しかしながら、この実験では目に見えない細菌などの微生物が発生した可能性を否定できない点で不完全であった。またビンや布が真に生命を有していないのかが論じられていない。他にも多くの間違いは指摘できるが、顕微鏡が発明されていない当時では微生物の存在を確認することが困難であった。事実、微生物がアントニー・ファン・レーウェンフックによって発見された後、微生物の自然発生説に関する論争は避けられなかった。
パスツールの実験
この後、衛生学的な必要性から微生物学が発展し、無菌状態、即ち生命の存在しない状態を作り出すことが可能になる。ルイ・パスツールは微生物学の発展に貢献した中心的な人物であり、1860年代に微生物の発生について調べるために、白鳥の首フラスコを用いた実験系を考案した。実験の概要は以下の通りである。
- 無処理の肉汁エキスを入れたフラスコを二つ用意する。
- フラスコの首を白鳥の首状に変形させ、首の途中にある程度の水分が溜まる様に加工する。
- 肉汁を入れたフラスコの一方を煮沸する。蒸気は白鳥の首を伝って外部に出る。
- フラスコ内部はこの段階で無菌となる。
- 煮沸しなかったフラスコでは腐敗が起こるが、煮沸したフラスコは長期間放置しても腐敗しない。
- ただし白鳥の首を折ると腐敗が起こるようになる。
この実験は、空気中に存在するカビや細菌の胞子が白鳥の首にトラップされてフラスコ内部まで侵入しないことを仮定している。これによって自然発生説を否定する上で決定的な証拠が提示され、アリストテレス以降の宗教的な問題も含まれた科学的論争に決着がついた。この段階で初めて、生命の起源に関する科学的な論争が始まる。

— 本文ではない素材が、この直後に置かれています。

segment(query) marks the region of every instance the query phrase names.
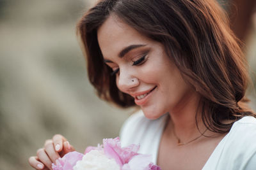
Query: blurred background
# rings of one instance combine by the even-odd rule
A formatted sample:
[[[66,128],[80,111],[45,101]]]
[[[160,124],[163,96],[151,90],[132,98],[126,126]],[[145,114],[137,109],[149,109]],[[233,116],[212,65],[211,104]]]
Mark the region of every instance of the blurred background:
[[[118,136],[132,113],[100,100],[88,81],[76,24],[95,2],[0,0],[0,169],[32,169],[28,159],[56,133],[83,152]],[[221,2],[244,42],[254,84],[255,2]],[[248,95],[255,110],[254,89]]]

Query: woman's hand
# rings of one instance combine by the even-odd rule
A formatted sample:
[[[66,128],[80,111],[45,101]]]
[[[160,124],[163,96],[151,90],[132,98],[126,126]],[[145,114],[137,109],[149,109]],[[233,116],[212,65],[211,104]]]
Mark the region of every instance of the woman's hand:
[[[46,140],[44,148],[38,149],[36,156],[31,157],[28,162],[36,169],[52,169],[52,163],[74,150],[66,138],[61,134],[56,134],[52,139]]]

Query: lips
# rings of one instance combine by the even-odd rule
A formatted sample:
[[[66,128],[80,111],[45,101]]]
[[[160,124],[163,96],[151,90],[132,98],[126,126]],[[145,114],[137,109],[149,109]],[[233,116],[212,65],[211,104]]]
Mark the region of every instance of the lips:
[[[136,95],[134,97],[134,102],[137,105],[143,105],[147,103],[148,98],[150,97],[152,92],[156,89],[157,86],[154,87],[150,90],[141,92],[140,94]]]

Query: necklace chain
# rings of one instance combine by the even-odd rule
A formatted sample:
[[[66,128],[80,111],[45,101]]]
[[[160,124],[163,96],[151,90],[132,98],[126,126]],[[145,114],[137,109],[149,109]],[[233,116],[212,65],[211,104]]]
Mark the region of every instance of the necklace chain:
[[[204,132],[202,134],[201,134],[200,136],[196,137],[196,138],[193,139],[192,140],[190,140],[190,141],[188,141],[188,142],[186,142],[186,143],[182,143],[182,142],[180,141],[180,139],[179,138],[178,136],[177,136],[176,133],[175,133],[174,129],[173,129],[173,132],[174,136],[176,138],[176,139],[177,139],[177,145],[178,146],[182,146],[182,145],[185,145],[189,144],[189,143],[191,143],[191,142],[193,142],[193,141],[195,141],[195,140],[199,139],[201,136],[202,136],[204,134],[204,133],[206,132],[206,131],[207,131],[207,129],[206,129],[205,131],[204,131]]]

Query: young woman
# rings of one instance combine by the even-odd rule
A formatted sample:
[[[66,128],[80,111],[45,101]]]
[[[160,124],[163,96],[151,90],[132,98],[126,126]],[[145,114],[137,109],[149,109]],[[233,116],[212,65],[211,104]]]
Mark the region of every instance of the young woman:
[[[100,97],[141,111],[121,131],[163,169],[254,169],[255,114],[246,62],[213,0],[101,0],[77,30]],[[74,150],[56,135],[29,162]]]

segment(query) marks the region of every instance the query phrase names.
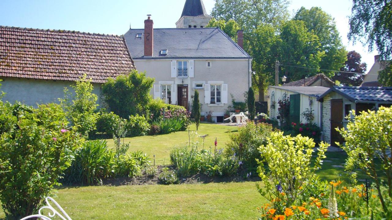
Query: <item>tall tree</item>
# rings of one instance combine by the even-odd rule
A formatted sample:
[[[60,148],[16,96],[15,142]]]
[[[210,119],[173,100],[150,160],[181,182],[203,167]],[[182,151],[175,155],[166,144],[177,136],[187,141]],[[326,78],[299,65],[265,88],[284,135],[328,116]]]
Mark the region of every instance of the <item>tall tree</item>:
[[[345,66],[340,70],[345,72],[364,73],[366,71],[366,63],[361,62],[361,54],[352,50],[347,54],[347,61]],[[344,85],[359,86],[363,81],[363,74],[350,74],[347,72],[338,72],[332,78],[334,81],[339,81]]]
[[[216,0],[212,16],[235,20],[244,29],[261,23],[279,24],[289,16],[288,0]]]
[[[264,92],[273,83],[275,62],[279,53],[280,43],[276,28],[269,24],[259,25],[249,33],[244,42],[245,50],[253,58],[252,75],[252,86],[258,92],[259,101],[264,101]]]
[[[226,22],[223,19],[217,20],[213,18],[205,27],[219,27],[234,41],[237,41],[237,31],[241,29],[240,25],[232,19]]]
[[[282,65],[280,76],[284,75],[288,81],[292,81],[319,72],[325,52],[320,49],[318,37],[308,31],[305,22],[291,20],[285,22],[281,29],[280,38],[279,60]]]
[[[349,40],[360,41],[370,51],[375,46],[381,60],[392,59],[392,1],[353,0],[350,17]],[[384,86],[392,86],[392,67],[383,62],[385,69],[379,74]]]
[[[337,70],[343,67],[347,51],[342,43],[335,21],[330,14],[318,7],[307,9],[303,7],[297,12],[294,20],[305,22],[308,31],[312,31],[318,37],[320,50],[325,54],[319,63],[320,69]],[[329,77],[334,74],[332,71],[320,71]]]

ちなみに、パスツールは自然発生説の否定を実験的に行なっただけで生命の起源に関する実験は行なっていない。これは、生命の起源に関する問題は、実験的に証明できるものではないと考えたからだと言われている。詳細は自然発生説を参照。
化学進化説
化学進化説は無機物から有機物がつくられ、有機物の反応によって生命が誕生したという説であり、現在の自然科学ではもっとも広く受け入れられている。有機物の生成、蓄積を説明する実験や説としては、ユーリーとミラーによる実験に始まり、バーナルらによる表面代謝説の他、彗星からもたらされたなどの説がある。化学進化説を最初に唱えたのはロシアの科学者オパーリンである。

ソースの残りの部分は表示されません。